What GSPO actually changes
In this codebase GSPO is not a separate algorithm or trainer — it is GRPO with the importance ratio computed at the sequence level. The training config makes the switch explicit:
training_args = GRPOConfig(
learning_rate = 5e-6,
lr_scheduler_type = "cosine",
optim = "adamw_8bit",
per_device_train_batch_size = 8,
gradient_accumulation_steps = 4,
num_generations = 4, # K candidates per prompt
max_prompt_length = 1024,
max_completion_length = 1024,
num_train_epochs = 1,
max_grad_norm = 0.1,
# ↓ this is what turns GRPO into GSPO
importance_sampling_level = "sequence",
mask_truncated_completions = False,
loss_type = "dr_grpo",
)
For each prompt the trainer samples num_generations = 4 completions, scores them with the two reward functions,
normalizes advantages within the group, and applies the update with the importance correction at the whole-sequence
level rather than per token. Sequence-level credit assignment is steadier on long visual-reasoning chains, where a
single mis-sampled token would otherwise dominate a token-level gradient.
Results
Honest, demo-scale numbers from the held-out 100-sample eval (short training run on a single GPU):
| Metric | Before RL | After RL |
|---|---|---|
| Answer accuracy | 5.0% | 6.0% |
| Format compliance | 77.0% | 84.0% |
The accuracy needle barely moves — MathVista is hard and this is a deliberately short run — but the format
compliance jump (77% → 84%) is the honest signal: GSPO reliably pushed the policy toward the required
<REASONING>/<SOLUTION> structure and away from the addCriterion failure mode. The project ships the actual
baseline_records.json / after_records.json so every before/after pair is auditable rather than asserted.
What this project signals
- Working knowledge of the modern LLM-RL stack — TRL's GRPO/GSPO, not textbook PPO.

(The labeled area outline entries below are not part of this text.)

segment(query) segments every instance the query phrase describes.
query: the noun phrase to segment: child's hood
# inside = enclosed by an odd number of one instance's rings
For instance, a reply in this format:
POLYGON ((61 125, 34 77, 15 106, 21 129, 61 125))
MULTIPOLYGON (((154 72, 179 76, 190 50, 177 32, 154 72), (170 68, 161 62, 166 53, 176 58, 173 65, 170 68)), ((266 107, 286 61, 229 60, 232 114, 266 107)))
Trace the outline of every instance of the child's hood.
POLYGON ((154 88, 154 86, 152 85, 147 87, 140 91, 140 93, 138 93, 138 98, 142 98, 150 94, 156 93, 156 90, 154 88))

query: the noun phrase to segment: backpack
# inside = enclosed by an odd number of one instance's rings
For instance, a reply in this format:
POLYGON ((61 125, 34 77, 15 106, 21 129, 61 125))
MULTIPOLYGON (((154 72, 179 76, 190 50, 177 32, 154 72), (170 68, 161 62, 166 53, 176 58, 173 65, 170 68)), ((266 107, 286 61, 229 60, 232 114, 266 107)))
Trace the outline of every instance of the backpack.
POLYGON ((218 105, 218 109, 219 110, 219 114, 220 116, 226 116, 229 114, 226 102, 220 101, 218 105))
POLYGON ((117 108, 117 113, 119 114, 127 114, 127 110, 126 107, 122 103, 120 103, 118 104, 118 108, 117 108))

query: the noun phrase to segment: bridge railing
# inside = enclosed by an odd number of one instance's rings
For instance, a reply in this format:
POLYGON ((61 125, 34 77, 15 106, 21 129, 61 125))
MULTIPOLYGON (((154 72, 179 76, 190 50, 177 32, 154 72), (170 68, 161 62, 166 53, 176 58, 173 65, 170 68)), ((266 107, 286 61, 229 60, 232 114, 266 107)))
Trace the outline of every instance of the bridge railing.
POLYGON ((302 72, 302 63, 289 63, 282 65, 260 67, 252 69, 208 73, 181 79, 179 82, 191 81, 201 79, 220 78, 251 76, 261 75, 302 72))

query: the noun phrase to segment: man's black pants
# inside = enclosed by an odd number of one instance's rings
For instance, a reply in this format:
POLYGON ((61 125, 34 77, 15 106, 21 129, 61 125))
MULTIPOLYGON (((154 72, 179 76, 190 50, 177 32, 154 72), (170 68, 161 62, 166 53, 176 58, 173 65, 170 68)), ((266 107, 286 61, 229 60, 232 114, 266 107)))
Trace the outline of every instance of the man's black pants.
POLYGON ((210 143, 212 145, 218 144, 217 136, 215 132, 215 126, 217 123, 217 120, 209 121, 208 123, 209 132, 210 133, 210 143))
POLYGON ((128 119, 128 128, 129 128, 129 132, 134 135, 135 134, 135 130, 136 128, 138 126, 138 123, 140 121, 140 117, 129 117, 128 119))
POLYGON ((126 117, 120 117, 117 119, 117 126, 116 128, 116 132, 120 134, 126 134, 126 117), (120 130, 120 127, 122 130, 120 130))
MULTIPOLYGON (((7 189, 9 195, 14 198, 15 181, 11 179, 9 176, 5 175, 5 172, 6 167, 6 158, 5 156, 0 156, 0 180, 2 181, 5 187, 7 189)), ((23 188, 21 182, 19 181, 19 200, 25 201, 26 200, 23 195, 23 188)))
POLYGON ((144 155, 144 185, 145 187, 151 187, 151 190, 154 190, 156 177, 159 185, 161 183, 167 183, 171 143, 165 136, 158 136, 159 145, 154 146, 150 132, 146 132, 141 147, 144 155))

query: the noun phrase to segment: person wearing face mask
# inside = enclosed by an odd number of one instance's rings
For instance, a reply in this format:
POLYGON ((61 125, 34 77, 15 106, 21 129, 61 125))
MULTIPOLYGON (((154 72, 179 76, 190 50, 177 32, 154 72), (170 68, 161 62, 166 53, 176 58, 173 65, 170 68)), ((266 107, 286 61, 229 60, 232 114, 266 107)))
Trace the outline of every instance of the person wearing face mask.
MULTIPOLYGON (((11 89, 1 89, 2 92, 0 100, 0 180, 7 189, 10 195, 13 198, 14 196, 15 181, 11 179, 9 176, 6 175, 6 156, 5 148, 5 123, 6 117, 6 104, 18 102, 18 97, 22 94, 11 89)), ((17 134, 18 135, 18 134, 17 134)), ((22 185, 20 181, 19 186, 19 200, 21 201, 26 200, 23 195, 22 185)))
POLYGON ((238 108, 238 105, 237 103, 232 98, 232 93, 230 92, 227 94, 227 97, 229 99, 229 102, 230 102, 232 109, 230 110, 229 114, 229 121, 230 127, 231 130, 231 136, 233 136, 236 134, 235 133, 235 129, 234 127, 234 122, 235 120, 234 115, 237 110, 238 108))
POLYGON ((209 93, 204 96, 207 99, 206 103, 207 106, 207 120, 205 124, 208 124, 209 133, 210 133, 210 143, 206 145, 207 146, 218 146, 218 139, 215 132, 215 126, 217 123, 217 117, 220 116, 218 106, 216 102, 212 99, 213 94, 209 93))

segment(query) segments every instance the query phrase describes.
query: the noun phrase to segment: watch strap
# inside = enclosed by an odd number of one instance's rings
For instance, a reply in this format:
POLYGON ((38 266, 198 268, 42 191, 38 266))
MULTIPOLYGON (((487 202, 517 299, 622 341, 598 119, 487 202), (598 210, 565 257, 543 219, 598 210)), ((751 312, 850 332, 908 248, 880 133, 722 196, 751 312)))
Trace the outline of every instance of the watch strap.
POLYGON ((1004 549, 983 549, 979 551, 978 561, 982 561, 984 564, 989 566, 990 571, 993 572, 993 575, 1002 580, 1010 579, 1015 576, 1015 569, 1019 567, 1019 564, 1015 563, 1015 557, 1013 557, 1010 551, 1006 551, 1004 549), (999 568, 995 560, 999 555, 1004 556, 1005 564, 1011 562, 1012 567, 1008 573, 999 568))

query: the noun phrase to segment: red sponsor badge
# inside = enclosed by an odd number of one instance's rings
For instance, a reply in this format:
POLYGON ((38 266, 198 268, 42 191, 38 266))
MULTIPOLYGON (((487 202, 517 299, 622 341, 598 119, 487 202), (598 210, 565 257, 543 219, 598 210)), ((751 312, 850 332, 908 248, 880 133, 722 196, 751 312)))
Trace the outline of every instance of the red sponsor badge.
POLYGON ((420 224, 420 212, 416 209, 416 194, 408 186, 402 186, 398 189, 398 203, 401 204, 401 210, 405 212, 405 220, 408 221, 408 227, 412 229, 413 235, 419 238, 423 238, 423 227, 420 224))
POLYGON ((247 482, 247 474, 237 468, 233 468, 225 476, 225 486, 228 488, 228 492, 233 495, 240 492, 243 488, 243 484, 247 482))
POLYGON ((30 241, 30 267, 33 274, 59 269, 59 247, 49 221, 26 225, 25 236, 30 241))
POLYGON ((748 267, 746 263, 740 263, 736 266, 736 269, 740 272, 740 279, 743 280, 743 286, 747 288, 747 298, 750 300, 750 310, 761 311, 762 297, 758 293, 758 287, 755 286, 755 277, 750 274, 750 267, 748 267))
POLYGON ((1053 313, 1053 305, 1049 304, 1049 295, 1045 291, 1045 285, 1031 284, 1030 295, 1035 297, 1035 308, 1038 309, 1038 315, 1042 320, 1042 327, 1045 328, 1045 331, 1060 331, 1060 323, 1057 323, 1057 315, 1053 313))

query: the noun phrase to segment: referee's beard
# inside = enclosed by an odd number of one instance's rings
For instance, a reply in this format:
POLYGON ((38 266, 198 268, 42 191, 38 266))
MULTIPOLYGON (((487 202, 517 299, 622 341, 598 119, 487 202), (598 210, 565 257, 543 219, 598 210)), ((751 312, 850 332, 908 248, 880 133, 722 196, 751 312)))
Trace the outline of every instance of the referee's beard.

- Multimodal RL on a budget — Unsloth 4-bit + LoRA makes VLM RL runnable on one consumer GPU.
- Reward engineering — two interpretable rewards, including a real-world failure-mode penalty.
- Evaluation discipline — fixed held-out set, per-sample records, before/after diffing instead of a single number.
The live demo actually runs
Not a replay: the demo is a live reward calculator. Edit a VLM completion and the gold answer, and the two real reward functions (formatting with the addCriterion penalty, λ=0.3; correctness exact-2.0/numeric-1.5, λ=1.0) — ported verbatim from the notebook — recompute in your browser. The real before/after eval (accuracy 5%→6%, format 77%→84%) comes from the project's own records. Bilingual (EN/中文).